The transaction prices of many cars, including the Toyota Prius, have declined… (Toyota Motor Corp. )
New car prices have fallen from a year ago, primarily because the inventory shortage created by the Japanese earthquake has been entirely erased.
On average, consumers are paying $500 less for a new vehicle today compared with just one year ago, according to Kelley Blue Book, the auto price information company that operates KBB.com.
Kelley said the biggest year-over-year price declines are for vehicles offered by Japanese brands such as the Toyota Prius. Manufacturing of the Prius hybrid, which is built in Japan, was severely distrupted by the earthquake. Inventories in the U.S. fell to less than seven days' worth, and prices spiked. Now, however, the average transaction price for the Prius is about $2,500 less than a year ago.
“The average Honda model is selling for nearly $1,200 less than this time last year, and a Subaru, Mazda or Toyota is approximately $700 to $800 more affordable,” said Alec Gutierrez, senior market analyst of automotive insights for Kelley Blue Book. “Compare this to the average year-over-year declines of less than $500 for Ford, Chrysler and General Motors.”
The lower prices have allowed the Japanese brands to regain a portion of their lost market share in the U.S., Gutierrez said.
Some of the notable declines in one measure, the Kelley Blue Book Fair Purchase Price for new cars, include the Honda Accord and Nissan Sentra, which are both down nearly $1,500.

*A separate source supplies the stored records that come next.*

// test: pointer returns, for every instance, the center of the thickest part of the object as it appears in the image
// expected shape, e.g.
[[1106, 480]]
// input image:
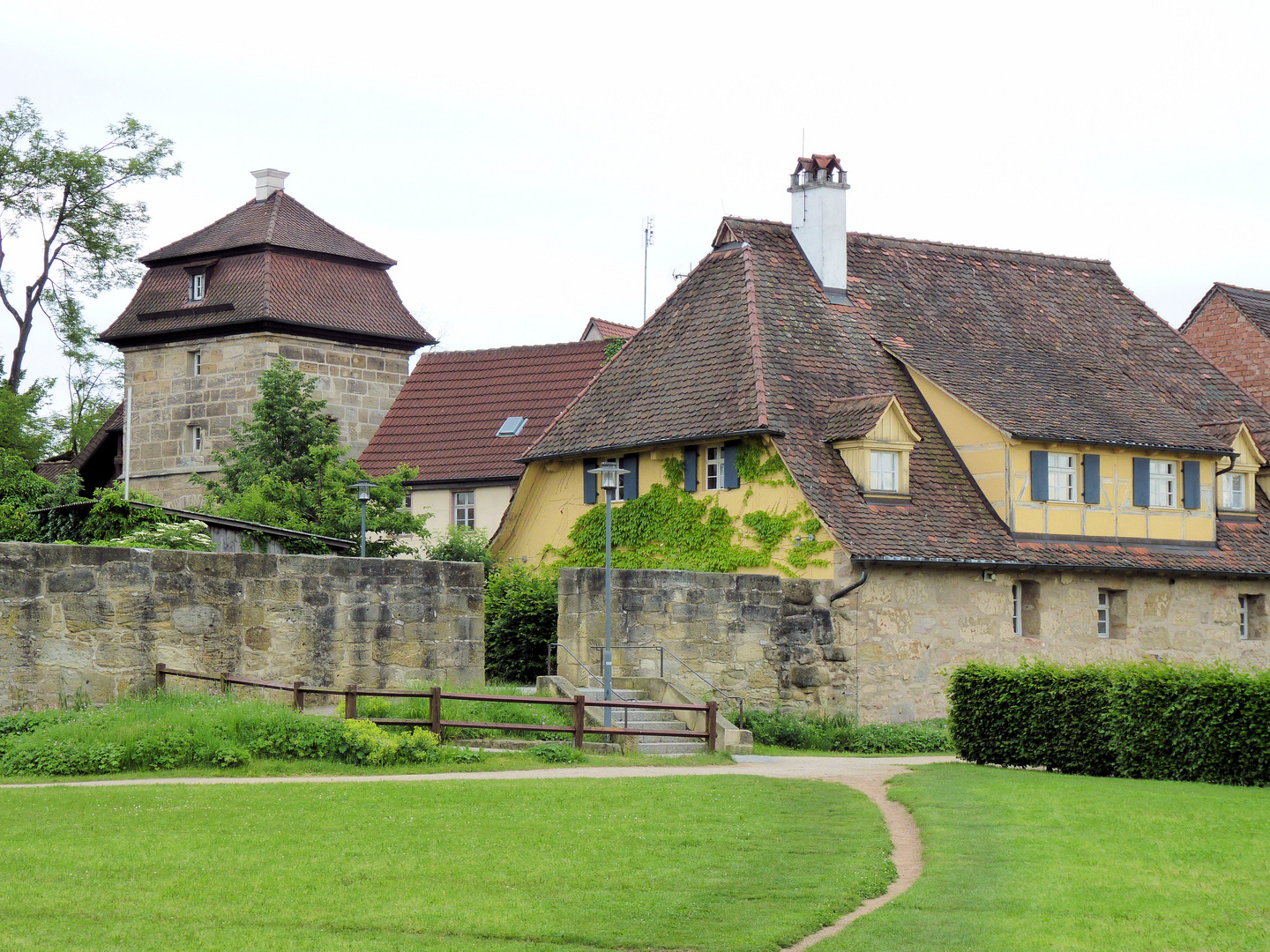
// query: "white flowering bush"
[[192, 536]]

“The Honda Accord and Nissan Sentra can attribute their price decline to improved inventory levels, falling fuel prices and the expectation of a redesign for each model later this year,” said Gutierrez. “Although conditions in the global economy continue to deteriorate, consumers who are willing to pull the trigger on a new vehicle will find that there are plenty of deals available.”